For comparison, I have shown the "regularization pathways" of a Ridge Regression solution. From left to right, we are weakening the regularization of the Ridge Regression (lambda hyperparameter), until eventually there is no penalty and the solutions are the MLEs.

Notice any similarity between the regularization pathways of the boosted penalized least-squares learner and the ridge-regression?

Regularization Pathways for l2-regularizer: left is stronger regularization, right is weaker regularization

Key Takeaways.


  • boosting can approximate the solutions of l2-regularization (Ridge Regression).
  • a penalized/weak learner is forced to discriminate among features, which begets some feature learning. You can see this in the above regularization pathways in which the betas have different relative magnitudes at different steps (e.g, "tc" is disfavoured until about exp(6)=403 boosting iterations, after which its beta value explodes in magnitude).
  • at smaller boosting iterations, the betas are shrunk towards zero but none are exactly zero
  • the FGB obtains the MLEs as the number of boosting iterations goes to infinity

NOTE The optimal number of boosting iterations should be decided by cross-validation or bootstrap validation. The above was just for educational purposes.

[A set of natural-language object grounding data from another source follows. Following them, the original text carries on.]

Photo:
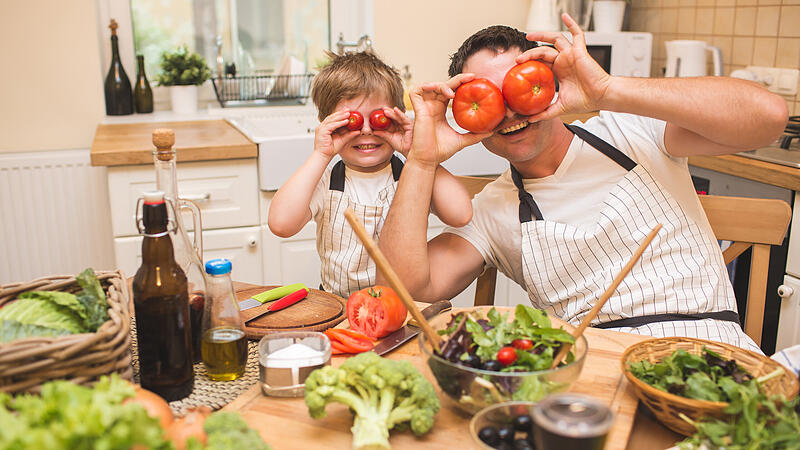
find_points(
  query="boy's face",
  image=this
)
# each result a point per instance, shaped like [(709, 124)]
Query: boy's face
[(366, 152)]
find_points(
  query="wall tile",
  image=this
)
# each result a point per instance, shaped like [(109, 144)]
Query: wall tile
[(742, 50), (767, 20), (764, 51), (789, 20), (723, 20), (704, 21), (686, 19), (745, 24), (788, 54)]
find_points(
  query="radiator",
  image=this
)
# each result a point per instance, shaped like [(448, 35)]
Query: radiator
[(54, 215)]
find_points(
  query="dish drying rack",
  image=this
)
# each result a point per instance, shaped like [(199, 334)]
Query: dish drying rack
[(262, 88)]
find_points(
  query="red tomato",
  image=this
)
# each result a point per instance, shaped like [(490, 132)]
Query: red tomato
[(375, 311), (356, 121), (522, 344), (528, 88), (478, 106), (507, 355), (378, 120)]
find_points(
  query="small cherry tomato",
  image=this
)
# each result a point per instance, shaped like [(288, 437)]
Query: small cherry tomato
[(356, 121), (522, 344), (378, 120), (507, 356)]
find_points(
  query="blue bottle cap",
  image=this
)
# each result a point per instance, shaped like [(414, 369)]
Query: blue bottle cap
[(219, 266)]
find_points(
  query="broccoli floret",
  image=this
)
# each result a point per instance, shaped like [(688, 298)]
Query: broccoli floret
[(382, 393)]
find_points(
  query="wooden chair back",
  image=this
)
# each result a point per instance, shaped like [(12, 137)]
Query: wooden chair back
[(746, 222)]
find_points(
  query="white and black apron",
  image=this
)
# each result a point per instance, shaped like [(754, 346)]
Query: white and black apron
[(679, 287), (346, 265)]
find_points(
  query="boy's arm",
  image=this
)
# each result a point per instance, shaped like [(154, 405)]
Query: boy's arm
[(450, 199), (289, 210)]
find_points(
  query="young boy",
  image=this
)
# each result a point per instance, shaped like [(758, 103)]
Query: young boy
[(365, 178)]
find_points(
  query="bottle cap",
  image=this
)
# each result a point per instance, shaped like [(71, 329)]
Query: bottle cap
[(153, 197), (219, 266)]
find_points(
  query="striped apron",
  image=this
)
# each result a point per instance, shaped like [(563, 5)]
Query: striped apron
[(346, 267), (679, 287)]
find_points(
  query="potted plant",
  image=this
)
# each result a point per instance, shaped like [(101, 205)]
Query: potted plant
[(608, 15), (183, 70)]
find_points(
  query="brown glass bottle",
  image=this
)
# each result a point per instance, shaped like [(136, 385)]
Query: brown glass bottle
[(161, 304)]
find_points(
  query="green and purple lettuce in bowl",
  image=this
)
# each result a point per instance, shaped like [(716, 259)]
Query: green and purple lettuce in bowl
[(491, 355)]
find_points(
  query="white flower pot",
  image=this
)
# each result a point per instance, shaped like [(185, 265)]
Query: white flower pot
[(184, 99), (607, 15)]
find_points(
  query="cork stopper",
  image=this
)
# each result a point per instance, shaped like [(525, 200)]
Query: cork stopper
[(164, 139)]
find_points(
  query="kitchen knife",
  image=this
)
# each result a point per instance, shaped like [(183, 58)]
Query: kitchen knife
[(284, 302), (408, 331), (272, 294)]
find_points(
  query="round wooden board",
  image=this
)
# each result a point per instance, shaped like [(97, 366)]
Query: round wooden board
[(317, 312)]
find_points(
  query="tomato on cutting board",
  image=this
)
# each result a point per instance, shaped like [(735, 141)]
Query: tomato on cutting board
[(478, 106), (528, 88), (375, 311)]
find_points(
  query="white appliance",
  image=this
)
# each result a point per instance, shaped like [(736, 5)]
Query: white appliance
[(688, 58), (623, 53)]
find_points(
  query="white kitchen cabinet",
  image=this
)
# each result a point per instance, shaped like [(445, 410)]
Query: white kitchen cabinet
[(241, 245)]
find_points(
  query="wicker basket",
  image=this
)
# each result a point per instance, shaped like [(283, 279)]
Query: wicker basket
[(82, 358), (666, 406)]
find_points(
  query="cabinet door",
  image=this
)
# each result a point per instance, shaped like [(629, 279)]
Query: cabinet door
[(241, 245)]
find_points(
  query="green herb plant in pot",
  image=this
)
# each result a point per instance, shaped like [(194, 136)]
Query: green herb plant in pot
[(183, 71)]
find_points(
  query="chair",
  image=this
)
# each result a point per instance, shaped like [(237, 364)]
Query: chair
[(746, 222)]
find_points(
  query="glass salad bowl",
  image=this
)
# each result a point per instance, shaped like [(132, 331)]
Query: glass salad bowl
[(471, 389)]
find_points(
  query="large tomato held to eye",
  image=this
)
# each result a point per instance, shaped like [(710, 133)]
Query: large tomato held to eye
[(478, 106), (375, 311), (378, 120), (528, 88), (355, 122)]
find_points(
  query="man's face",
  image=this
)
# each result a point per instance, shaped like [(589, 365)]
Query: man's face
[(514, 139)]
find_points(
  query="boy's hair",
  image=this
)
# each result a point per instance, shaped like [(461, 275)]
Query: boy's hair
[(496, 38), (352, 75)]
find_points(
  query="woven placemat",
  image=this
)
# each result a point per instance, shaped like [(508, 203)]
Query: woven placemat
[(214, 394)]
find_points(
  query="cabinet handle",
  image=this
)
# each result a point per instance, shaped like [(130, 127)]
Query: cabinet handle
[(197, 197)]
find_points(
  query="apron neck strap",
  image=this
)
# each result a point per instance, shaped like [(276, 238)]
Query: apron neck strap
[(337, 173)]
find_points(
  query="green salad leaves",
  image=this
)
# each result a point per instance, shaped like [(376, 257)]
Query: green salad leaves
[(54, 313)]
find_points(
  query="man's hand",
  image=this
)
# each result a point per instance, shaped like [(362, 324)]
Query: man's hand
[(582, 82), (330, 137), (434, 140)]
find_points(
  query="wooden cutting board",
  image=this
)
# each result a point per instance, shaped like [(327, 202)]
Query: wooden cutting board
[(318, 311)]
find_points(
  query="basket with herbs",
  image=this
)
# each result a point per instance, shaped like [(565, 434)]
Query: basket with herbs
[(714, 392), (64, 327)]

PART 3: Example of Functional Gradient Descent III: Component-wise Boosting


In the next example, we will use a different learner per covariate. In Examples I and II, there was one least-squares learner, which performed multiple regression using all the covariates. Our next algorithm, which uses a different learner per covariate, is called component-wise boosting. The key is that for each boosting iteration,  only one learner/covariate is picked to enter the ensemble.

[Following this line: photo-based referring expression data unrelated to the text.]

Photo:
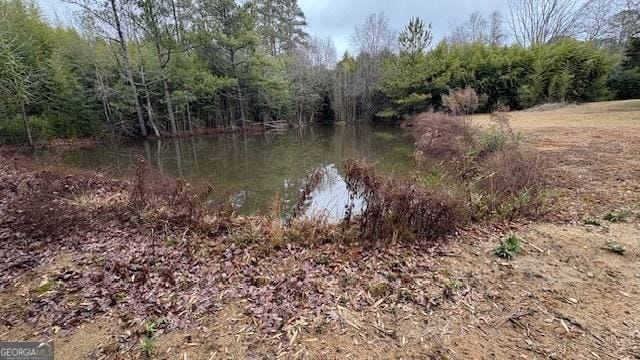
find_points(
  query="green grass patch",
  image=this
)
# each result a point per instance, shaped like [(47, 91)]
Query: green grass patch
[(509, 246)]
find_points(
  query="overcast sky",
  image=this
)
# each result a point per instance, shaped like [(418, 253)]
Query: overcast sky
[(337, 18)]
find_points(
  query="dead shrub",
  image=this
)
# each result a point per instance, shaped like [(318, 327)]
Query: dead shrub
[(400, 209), (443, 138), (510, 183), (502, 178), (461, 101)]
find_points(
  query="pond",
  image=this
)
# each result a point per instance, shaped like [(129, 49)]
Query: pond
[(251, 169)]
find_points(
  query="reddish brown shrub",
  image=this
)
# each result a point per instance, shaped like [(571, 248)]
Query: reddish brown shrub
[(443, 138), (401, 209), (510, 183)]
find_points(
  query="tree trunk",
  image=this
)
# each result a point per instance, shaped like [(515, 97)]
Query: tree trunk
[(128, 71), (143, 77), (25, 122), (167, 99)]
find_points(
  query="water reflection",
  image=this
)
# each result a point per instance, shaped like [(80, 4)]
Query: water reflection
[(249, 169)]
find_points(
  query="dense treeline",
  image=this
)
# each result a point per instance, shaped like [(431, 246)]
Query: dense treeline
[(165, 67)]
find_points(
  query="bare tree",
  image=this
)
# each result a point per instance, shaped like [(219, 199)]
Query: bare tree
[(613, 21), (479, 29), (373, 39), (595, 19), (374, 36), (496, 34), (109, 15), (534, 22)]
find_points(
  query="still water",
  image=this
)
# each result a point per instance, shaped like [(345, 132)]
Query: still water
[(251, 169)]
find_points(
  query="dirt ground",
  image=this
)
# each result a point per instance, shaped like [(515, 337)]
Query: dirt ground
[(564, 296)]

Something magical happens with component-wise boosting :)

Key Features:


  • there is one learner per covariate.
  • each learner competes to fit the gradient and add it's fit to the overall fit-vector F.
  • boosting hyperparameters: the number of boosting steps is mstop=5000 and the learning-rate is 0.2; the learners are unpenalized


mstop = 5000 # number of iterations
nu= 0.2 # learning rate

# store the coefficients per boosting step
beta_FGD <- matrix(0,mstop, ncol(xdata))

# store the learners
ensemble <- vector(mode="list",length = mstop)

# intialize the learners
# notice there are 10 learners: one learner per covariate
ls_learners = setNames(vector(mode = "list", length = K),nm=colnames(xdata))
for(k in 1:K){
    ls_learners[[k]] <- LeastSquaresLearner(xdata[,k,drop=FALSE])
}
    
# initialize the fit-vector (F) current estimate of y
y_mean <- mean(y)
F <- rep(y_mean,n) # Fit-vector
# goal: get F close to Y

# risk function: sum of square error
loss <- function(y,F) (y-F)^2
risk <- function(y,F) sum(loss(y,F))
vRisk <- numeric(mstop)

# initialize the gradient
negative_gradient <- function(y,F){ y-F } 
r <- negative_gradient(y,F)

# dummy list: temporary storge of learners
g.list <- setNames(vector(mode = "list", length = K),nm=colnames(xdata))

# boosting
for(m in 1:mstop){

    # fit EACH learner to the residual
    g_SS <- numeric(K)
    for(k in 1:length(ls_learners)){
        # fit each learner
        g.list[[k]] <- ls_learners[[k]]$fit(r)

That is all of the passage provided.